If the Sespe were a ski mountain it would be divided into three runs: The middle Sespe, from Lion Camp to Sespe Hot Springs, would be the bunny hill; Pine Mountain, Reyes Peak, and the Sespe’s tributaries would be rated intermediate; and the lower gorge, below the hot springs, would be marked double black diamond–experts only.

The 17-mile trail to Sespe Hot Springs starts at Lion Camp at 3,000 feet, 20 miles northeast of Ojai on Rose Valley Road, and meanders down through a broad canyon. If it’s a hot day, you can take a plunge in a sandy-bottomed pool nestled between water-sculpted rock outcroppings about four miles down the trail. A mile farther the canyon deepens and Bear Creek boosts the Sespe’s
flow. From here the trail crosses an ever-growing Sespe six times. You can either push on to the hot springs in one day or lay over in one of many campsites along the way; good bets are the old Willett Ranch homestead, at the nine-mile mark, or Ten Sycamore Flat, about ten miles from Lion Camp. The pools at Sespe Hot Springs descend a side canyon from a fissure that gushes
210-degree water; even though this blast blends with the cool creek, bathers occasionally get burned, so test it carefully before jumping in.

If it’s views you’re after, head to the top of 7,255-foot Pine Mountain and adjacent Reyes Peak, where you can see all the way to the Channel Islands off Santa Barbara. From the trailhead at the end of Pine Mountain Road, off California 33, the Reyes Peak Trail skirts the ridge between the two summits, alternating stretches of pine-shaded forest with precipitous views of the
upper Sespe watershed. After about three miles the trail descends steeply, switchbacking until it reaches Haddock Camp, a primitive campground among the ponderosa pines that line the headwaters of Piedra Blanca Creek. Most campers hike back to the trailhead after a short stay, but the trail continues another nine miles down to Lion Camp, leaving the possibility open for an
all-downhill trek if you shuttle.

On the opposite end of the Sespe Wilderness, the lower gorge is the roughest river canyon you’ll find in southern California. The trail begins on Goodenough Road about 13 miles north of Fillmore and runs ten miles along a ridge before dropping steeply into Alder Creek Canyon. When it heads over another ridge toward the hot springs, forgo the trail and keep following the creek
as it spills through an alder- and sycamore-lined canyon and catapults through a stair-stepped mile of boulders the size of houses, hemmed in by hundred-foot cliffs. A mile farther you reach the Sespe in the shadow of 5,203-foot Devils Heart Peak. The large sandbar here is a great campsite, with wild cherries growing on the opposite bank across a 50-foot-wide swimming hole. (There
are lots of black bears here, so hang your food.) Downstream, the canyon quickly narrows, eventually becoming impassable to all but the most aggro hikers who’re willing to climb over huge boulders and swim through narrow pools–only to have to turn around and do it all again.

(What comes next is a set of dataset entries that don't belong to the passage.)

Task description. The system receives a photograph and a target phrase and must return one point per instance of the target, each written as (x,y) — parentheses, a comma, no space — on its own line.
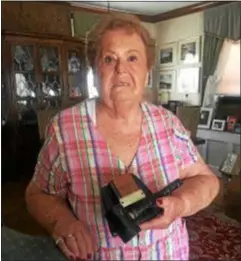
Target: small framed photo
(205,118)
(189,51)
(168,55)
(166,80)
(188,80)
(218,125)
(231,165)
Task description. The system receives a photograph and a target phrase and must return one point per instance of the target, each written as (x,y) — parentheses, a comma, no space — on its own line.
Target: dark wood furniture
(39,72)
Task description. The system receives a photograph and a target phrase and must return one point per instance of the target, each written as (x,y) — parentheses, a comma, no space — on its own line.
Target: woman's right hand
(74,239)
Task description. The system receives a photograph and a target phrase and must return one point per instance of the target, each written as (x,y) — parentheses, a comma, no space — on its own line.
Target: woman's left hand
(173,207)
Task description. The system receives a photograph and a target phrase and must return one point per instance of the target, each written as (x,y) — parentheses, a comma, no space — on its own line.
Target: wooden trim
(151,18)
(8,35)
(186,10)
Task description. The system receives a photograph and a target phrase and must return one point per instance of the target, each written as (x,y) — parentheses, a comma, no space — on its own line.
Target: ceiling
(138,7)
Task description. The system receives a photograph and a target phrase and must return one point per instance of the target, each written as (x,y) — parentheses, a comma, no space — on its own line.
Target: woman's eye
(132,58)
(108,59)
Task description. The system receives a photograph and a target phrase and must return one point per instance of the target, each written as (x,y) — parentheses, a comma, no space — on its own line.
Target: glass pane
(75,82)
(25,84)
(51,85)
(188,80)
(74,63)
(49,59)
(23,58)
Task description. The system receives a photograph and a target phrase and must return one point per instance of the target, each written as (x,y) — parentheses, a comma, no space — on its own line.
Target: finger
(65,250)
(154,223)
(89,242)
(71,243)
(81,245)
(163,201)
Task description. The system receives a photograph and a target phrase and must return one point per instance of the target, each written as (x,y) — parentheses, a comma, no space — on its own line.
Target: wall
(84,21)
(177,29)
(36,17)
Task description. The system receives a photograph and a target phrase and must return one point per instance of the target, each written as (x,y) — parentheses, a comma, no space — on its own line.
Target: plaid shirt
(75,162)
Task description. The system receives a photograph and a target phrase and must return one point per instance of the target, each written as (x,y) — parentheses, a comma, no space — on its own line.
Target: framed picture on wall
(167,80)
(188,80)
(168,55)
(189,51)
(150,79)
(218,125)
(205,118)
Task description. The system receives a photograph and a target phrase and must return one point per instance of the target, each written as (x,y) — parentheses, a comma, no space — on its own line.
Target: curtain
(219,23)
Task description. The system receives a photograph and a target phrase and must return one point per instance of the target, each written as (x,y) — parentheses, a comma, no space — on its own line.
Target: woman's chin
(123,95)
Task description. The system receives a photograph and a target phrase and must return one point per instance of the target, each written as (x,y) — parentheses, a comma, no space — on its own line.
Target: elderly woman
(91,143)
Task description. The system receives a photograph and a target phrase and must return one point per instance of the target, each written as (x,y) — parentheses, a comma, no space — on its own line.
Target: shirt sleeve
(186,152)
(49,173)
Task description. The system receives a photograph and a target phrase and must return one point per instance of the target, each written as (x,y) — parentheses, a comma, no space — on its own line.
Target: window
(228,69)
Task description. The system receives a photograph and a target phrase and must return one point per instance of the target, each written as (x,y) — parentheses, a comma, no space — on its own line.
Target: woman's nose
(120,66)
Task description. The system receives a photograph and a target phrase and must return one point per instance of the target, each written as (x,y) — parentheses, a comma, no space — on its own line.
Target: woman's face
(122,67)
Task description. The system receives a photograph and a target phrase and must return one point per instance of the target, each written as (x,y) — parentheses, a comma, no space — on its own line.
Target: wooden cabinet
(42,72)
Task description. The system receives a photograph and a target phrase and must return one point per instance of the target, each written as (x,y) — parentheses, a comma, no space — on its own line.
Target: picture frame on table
(189,51)
(205,118)
(231,164)
(167,80)
(218,125)
(167,55)
(188,79)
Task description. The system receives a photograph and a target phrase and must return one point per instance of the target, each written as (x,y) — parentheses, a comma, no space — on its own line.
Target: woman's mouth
(121,84)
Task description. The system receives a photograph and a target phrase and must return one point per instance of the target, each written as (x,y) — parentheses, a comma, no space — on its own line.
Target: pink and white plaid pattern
(75,162)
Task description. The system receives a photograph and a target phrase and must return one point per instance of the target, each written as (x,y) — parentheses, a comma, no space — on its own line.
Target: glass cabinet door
(50,72)
(24,71)
(76,74)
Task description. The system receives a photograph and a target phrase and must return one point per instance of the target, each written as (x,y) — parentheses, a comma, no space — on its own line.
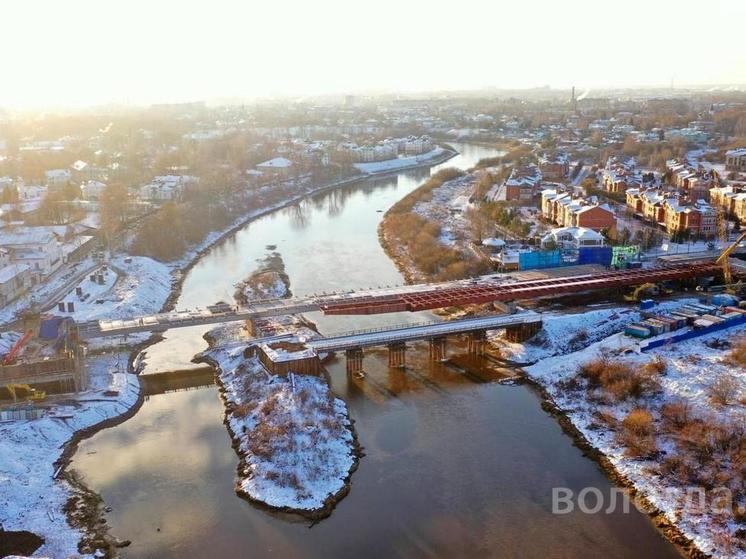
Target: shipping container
(637,331)
(539,259)
(595,255)
(724,300)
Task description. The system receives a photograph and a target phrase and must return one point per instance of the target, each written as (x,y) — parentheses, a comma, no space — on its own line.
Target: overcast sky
(79,52)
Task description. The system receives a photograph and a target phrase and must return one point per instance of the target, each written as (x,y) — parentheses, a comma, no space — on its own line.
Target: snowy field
(400,163)
(564,333)
(137,287)
(30,499)
(294,437)
(690,371)
(48,291)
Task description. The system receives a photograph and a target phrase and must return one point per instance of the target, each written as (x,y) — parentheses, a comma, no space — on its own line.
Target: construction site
(47,359)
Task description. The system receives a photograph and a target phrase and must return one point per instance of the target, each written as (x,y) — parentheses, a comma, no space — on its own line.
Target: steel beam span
(484,292)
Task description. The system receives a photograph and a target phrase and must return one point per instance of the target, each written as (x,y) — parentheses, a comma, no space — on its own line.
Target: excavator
(33,395)
(724,261)
(11,355)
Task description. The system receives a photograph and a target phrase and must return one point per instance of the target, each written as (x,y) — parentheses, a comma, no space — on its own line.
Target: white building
(15,280)
(35,246)
(57,178)
(573,237)
(28,192)
(92,190)
(166,188)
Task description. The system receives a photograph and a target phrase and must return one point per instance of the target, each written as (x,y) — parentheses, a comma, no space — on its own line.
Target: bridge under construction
(411,298)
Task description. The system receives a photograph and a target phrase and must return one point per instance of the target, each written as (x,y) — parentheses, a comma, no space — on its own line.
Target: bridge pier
(522,332)
(438,349)
(354,361)
(397,355)
(477,341)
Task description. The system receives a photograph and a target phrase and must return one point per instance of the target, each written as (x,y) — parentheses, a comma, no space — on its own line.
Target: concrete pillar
(477,342)
(354,361)
(397,355)
(438,349)
(522,332)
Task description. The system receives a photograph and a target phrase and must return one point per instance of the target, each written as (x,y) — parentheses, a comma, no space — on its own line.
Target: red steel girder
(459,295)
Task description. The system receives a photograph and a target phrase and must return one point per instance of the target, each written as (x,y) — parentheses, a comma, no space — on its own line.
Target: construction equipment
(10,357)
(34,395)
(724,261)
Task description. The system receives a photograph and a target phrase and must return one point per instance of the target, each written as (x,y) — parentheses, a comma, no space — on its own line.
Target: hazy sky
(79,52)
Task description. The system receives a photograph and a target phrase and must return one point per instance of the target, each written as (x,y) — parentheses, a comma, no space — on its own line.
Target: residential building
(277,168)
(521,186)
(699,219)
(166,188)
(731,199)
(554,167)
(38,247)
(15,280)
(92,190)
(568,211)
(735,160)
(58,178)
(620,173)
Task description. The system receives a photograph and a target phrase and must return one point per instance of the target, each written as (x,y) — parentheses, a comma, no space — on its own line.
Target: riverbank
(273,421)
(671,456)
(33,454)
(269,280)
(74,515)
(389,167)
(424,233)
(179,270)
(562,338)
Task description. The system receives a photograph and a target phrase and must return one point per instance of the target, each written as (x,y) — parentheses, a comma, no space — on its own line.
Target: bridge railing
(403,326)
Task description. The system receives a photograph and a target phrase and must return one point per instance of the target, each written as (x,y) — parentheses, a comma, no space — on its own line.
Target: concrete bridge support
(397,355)
(438,349)
(522,332)
(354,361)
(477,341)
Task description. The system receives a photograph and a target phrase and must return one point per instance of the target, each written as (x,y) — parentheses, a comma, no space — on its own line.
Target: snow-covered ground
(691,370)
(446,207)
(134,285)
(400,163)
(49,289)
(30,498)
(563,333)
(294,436)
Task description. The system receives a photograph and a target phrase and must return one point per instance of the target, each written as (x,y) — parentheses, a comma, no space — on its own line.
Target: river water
(455,463)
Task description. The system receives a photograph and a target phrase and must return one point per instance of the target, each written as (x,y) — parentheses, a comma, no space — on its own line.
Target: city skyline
(172,52)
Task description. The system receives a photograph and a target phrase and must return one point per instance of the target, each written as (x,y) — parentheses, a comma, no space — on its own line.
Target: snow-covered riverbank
(295,440)
(30,496)
(684,376)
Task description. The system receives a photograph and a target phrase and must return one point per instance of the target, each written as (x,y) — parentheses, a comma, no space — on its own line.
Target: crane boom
(723,258)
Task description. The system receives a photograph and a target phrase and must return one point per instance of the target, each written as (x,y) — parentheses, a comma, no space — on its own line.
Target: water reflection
(456,464)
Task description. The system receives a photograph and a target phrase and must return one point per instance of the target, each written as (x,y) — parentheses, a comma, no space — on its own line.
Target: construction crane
(723,259)
(11,355)
(34,395)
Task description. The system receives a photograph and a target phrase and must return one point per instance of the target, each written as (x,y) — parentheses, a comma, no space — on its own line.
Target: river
(455,463)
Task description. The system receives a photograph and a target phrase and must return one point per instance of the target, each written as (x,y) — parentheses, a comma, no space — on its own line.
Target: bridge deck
(416,332)
(410,298)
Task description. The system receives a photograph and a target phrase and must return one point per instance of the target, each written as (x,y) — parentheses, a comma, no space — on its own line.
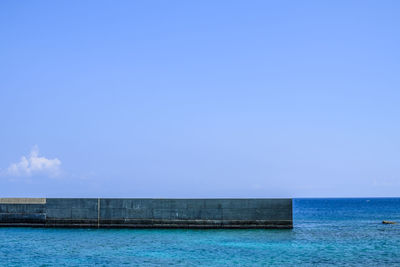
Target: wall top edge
(15,200)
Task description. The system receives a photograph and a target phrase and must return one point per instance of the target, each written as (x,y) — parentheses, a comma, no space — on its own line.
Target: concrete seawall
(146,213)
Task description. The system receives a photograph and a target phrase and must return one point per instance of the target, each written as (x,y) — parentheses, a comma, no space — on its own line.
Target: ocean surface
(327,232)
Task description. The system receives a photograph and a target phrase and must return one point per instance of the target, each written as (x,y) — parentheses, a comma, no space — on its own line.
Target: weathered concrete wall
(147,213)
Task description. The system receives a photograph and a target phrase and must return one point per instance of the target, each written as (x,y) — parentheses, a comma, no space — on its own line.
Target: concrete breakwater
(146,213)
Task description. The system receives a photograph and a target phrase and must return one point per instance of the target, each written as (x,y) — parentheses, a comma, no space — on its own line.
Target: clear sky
(199,98)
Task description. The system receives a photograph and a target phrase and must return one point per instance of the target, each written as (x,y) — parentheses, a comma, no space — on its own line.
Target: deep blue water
(326,232)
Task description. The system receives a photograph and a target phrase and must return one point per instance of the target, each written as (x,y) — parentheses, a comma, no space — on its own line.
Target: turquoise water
(326,232)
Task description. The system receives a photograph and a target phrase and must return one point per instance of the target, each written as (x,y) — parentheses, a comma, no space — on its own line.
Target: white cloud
(33,164)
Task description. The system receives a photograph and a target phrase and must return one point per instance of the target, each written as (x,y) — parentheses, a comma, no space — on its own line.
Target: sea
(327,232)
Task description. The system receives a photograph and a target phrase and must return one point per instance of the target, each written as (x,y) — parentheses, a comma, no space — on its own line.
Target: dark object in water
(388,222)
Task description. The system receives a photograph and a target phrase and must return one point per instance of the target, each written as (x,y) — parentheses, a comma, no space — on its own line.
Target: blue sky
(199,98)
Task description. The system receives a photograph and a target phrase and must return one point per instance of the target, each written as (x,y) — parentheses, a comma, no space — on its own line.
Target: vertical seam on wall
(98,212)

Backcountry permits aren’t required in the Sespe Wilderness, but you’ll need a fire permit, which you can pick up at the Ojai Ranger Station (805-646-4348). The nearest outdoor gear store is the Great Pacific Iron Works in Ventura (805-643-6074), 18 miles south of Ojai. Both the Ojai Ranger Station and Great Pacific Iron Works sell the maps you’ll need: the Los Padres National
Forest map and USGS 7.5-minute quads of Devils Heart Peak, the Topatopa Mountains, and Lion Canyon ($2.50 each).

If you’d rather be guided into the Sespe, call Tony Alvis, founder of Los Padres Wilderness Outfitters (805-648-2113), who’s been running oneto five-day horse-and-mule trips there ($110-$125 per person per day) since the early seventies–when this part of the Sespe was still a proposed dam on some engineer’s drawing board.